Publié le 21 novembre 2017

ÉNERGIE

Éolien offshore : la France va devoir batailler pour rattraper son retard, selon Édouard Philippe

[mis à jour le 21 novembre] La France avait prévu d’établir 6 000 MW d’éoliennes offshores au large de ses côtes en 2020. Mais à un peu plus de deux ans de l’échéance, aucun mât n’a encore été érigé. Pour le Premier ministre, ce retard fait désordre. Il veut lancer des études en 2018 afin d’accélérer la cadence. 

La France est très en retard sur le déploiement des énergies renouvelables en mer.

La France va devoir batailler ferme pour rattraper son retard dans les énergies marines renouvelables (EMR), a admis mardi le Premier ministre Edouard Philippe. "La mer, c'est une énergie. C'est surtout du retard, un retard qui (...) fait un peu désordre, un retard que nous essayons de rattraper, avec des résultats mitigés (...) Et je crains que si nous voulons rattraper ce retard, il ne nous faille souquer très ferme", a déclaré le Premier ministre Edouard Philippe lors des Assises de la mer organisées mardi et mercredi au Havre.

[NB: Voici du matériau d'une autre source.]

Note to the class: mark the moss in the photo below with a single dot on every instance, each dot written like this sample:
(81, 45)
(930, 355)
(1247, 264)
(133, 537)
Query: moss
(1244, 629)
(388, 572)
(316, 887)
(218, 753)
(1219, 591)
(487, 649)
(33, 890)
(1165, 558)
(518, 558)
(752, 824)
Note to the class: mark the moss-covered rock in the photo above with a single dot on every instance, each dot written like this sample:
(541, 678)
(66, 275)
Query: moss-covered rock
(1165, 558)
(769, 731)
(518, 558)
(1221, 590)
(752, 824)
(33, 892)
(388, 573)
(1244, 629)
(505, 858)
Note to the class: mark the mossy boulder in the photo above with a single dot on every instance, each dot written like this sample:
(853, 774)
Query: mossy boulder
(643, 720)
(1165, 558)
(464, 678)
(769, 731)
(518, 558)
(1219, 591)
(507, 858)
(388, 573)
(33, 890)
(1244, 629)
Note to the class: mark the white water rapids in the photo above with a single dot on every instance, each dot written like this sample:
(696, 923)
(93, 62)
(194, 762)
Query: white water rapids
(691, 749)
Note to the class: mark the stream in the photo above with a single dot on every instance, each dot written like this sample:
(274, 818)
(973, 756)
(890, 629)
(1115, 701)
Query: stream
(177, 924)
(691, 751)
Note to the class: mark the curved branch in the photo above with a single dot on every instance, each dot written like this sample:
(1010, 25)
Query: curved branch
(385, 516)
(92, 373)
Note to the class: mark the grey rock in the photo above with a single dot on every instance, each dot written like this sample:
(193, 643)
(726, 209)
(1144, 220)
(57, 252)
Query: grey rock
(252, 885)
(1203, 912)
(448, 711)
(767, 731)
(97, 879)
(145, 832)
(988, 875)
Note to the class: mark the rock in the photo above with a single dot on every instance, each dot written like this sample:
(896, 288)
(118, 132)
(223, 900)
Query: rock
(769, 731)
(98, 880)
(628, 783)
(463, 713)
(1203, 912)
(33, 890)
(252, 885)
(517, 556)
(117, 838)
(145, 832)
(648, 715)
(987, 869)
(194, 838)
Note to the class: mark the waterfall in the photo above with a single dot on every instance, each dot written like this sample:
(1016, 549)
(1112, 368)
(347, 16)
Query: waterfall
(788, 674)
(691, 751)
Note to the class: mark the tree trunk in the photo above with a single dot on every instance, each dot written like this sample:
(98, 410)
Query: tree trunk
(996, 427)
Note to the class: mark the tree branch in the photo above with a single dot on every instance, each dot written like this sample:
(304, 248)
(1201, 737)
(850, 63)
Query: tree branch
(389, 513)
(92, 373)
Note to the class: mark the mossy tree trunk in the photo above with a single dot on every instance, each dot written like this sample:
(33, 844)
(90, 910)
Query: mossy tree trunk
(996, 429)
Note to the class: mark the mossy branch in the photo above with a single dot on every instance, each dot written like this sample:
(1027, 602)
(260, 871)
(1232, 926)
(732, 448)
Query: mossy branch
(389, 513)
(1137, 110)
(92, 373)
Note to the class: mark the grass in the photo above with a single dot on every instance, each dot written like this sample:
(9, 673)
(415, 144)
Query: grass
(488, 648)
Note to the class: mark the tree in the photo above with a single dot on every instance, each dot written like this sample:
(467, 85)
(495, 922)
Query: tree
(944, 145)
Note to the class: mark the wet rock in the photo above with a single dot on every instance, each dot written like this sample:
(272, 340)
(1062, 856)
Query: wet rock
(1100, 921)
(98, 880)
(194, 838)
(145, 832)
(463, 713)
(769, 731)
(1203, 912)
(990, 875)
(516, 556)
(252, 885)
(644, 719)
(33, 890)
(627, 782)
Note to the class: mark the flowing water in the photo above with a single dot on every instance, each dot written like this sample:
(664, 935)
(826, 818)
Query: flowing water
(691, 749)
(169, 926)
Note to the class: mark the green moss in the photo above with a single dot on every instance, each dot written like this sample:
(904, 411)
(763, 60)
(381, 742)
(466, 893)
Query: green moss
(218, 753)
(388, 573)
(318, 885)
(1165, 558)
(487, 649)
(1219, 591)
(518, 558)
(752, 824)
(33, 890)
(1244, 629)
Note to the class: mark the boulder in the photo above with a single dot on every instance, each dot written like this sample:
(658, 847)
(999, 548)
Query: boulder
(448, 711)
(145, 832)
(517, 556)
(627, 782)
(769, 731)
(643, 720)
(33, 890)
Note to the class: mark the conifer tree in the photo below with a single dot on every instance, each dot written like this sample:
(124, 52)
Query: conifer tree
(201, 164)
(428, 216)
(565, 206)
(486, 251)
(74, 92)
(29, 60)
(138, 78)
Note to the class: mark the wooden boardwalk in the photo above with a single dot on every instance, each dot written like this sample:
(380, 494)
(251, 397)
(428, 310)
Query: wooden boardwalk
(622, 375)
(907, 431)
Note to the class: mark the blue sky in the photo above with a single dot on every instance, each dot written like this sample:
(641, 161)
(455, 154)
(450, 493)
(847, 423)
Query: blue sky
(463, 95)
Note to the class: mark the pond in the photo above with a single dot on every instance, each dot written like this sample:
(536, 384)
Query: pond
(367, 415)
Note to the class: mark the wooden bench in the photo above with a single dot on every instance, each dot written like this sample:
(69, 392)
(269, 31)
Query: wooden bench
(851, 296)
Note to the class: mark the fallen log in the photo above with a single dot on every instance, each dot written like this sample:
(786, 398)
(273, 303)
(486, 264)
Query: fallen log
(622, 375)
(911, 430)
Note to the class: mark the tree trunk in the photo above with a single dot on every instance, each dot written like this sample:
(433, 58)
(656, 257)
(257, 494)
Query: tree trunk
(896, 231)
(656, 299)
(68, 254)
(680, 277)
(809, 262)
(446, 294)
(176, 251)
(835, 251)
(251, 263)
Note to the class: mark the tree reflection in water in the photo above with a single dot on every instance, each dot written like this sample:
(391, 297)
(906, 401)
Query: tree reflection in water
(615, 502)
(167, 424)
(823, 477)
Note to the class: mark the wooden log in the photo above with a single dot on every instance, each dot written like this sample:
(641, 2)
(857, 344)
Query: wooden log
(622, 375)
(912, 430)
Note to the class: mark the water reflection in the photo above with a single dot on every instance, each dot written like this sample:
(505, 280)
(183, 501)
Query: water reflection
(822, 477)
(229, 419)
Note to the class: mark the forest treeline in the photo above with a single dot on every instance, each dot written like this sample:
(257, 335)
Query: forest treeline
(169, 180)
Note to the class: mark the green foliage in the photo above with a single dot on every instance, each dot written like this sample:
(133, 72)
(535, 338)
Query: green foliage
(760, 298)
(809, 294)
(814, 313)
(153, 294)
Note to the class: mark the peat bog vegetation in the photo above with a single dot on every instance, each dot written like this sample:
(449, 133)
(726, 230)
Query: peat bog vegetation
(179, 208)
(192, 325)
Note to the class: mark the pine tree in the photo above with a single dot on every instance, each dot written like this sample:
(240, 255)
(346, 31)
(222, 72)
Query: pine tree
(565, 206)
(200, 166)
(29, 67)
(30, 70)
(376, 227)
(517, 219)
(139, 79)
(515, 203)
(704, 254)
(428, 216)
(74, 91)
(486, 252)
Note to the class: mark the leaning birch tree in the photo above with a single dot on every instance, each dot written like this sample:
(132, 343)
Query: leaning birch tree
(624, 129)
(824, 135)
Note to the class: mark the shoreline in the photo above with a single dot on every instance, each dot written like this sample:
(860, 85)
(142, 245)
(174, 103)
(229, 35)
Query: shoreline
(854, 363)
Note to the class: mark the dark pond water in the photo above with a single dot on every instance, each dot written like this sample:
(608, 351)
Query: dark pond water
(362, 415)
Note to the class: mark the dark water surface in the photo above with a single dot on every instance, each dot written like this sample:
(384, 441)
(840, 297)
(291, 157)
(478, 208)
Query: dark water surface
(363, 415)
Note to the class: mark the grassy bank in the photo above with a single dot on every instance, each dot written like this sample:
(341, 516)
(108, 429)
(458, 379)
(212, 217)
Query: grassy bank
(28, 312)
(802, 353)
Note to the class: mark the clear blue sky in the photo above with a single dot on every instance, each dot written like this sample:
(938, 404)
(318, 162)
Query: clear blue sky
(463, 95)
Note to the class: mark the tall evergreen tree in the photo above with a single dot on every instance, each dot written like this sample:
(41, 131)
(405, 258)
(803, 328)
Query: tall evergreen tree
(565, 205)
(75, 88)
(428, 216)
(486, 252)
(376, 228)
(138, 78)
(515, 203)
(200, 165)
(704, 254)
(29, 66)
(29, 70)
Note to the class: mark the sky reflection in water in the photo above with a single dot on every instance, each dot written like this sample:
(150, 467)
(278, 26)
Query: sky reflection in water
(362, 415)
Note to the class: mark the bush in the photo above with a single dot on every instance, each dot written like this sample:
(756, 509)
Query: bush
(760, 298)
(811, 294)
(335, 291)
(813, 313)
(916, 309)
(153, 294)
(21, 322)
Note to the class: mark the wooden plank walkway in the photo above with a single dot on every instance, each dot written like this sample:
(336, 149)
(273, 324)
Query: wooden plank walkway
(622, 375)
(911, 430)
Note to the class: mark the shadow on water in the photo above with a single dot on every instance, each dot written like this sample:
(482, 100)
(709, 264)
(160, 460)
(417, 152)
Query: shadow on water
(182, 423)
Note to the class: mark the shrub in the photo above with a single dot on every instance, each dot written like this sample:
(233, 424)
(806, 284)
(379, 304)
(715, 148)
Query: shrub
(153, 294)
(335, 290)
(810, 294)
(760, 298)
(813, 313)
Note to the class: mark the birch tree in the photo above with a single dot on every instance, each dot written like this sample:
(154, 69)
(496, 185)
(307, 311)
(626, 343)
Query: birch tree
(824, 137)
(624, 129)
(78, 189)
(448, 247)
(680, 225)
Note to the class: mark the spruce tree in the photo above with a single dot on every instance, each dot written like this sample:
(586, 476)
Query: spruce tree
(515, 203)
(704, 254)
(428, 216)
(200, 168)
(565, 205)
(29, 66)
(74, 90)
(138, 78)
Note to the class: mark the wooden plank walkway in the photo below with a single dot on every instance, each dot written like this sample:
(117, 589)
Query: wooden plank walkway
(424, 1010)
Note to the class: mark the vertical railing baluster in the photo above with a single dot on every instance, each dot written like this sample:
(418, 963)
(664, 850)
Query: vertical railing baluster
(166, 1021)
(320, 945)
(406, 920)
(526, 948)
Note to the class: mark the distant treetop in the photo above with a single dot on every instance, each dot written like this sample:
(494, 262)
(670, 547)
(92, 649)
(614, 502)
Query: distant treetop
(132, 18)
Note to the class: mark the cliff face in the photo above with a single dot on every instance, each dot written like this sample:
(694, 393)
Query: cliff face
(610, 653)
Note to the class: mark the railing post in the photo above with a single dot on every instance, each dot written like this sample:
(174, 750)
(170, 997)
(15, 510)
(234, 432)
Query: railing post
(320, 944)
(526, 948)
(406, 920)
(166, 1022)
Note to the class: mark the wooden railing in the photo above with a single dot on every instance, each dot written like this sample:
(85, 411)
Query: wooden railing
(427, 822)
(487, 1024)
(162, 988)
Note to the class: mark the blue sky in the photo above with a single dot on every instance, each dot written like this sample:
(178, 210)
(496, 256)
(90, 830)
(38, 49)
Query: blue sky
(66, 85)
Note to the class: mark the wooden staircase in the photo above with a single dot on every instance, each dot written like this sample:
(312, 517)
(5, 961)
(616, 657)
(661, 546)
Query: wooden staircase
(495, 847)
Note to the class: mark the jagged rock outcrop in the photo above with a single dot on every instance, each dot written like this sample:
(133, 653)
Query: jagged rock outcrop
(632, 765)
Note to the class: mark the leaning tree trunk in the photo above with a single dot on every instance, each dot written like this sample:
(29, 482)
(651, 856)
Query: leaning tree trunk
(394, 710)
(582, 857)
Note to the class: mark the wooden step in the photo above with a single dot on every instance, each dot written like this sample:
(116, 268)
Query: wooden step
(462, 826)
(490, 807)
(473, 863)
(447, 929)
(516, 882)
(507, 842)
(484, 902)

Le gouvernement entend "lancer" en 2018 "les études préalables en vue de l'engagement des futurs appels d'offres dans l'éolien flottant en Bretagne et en Méditerranée" et "les études environnementales sur le projet de parc éolien posé au large d'Oléron". Et le Premier ministre a demandé au ministre de la Transition énergétique Nicolas Hulot "un travail de simplification radicale des procédures" pour créer des EMR.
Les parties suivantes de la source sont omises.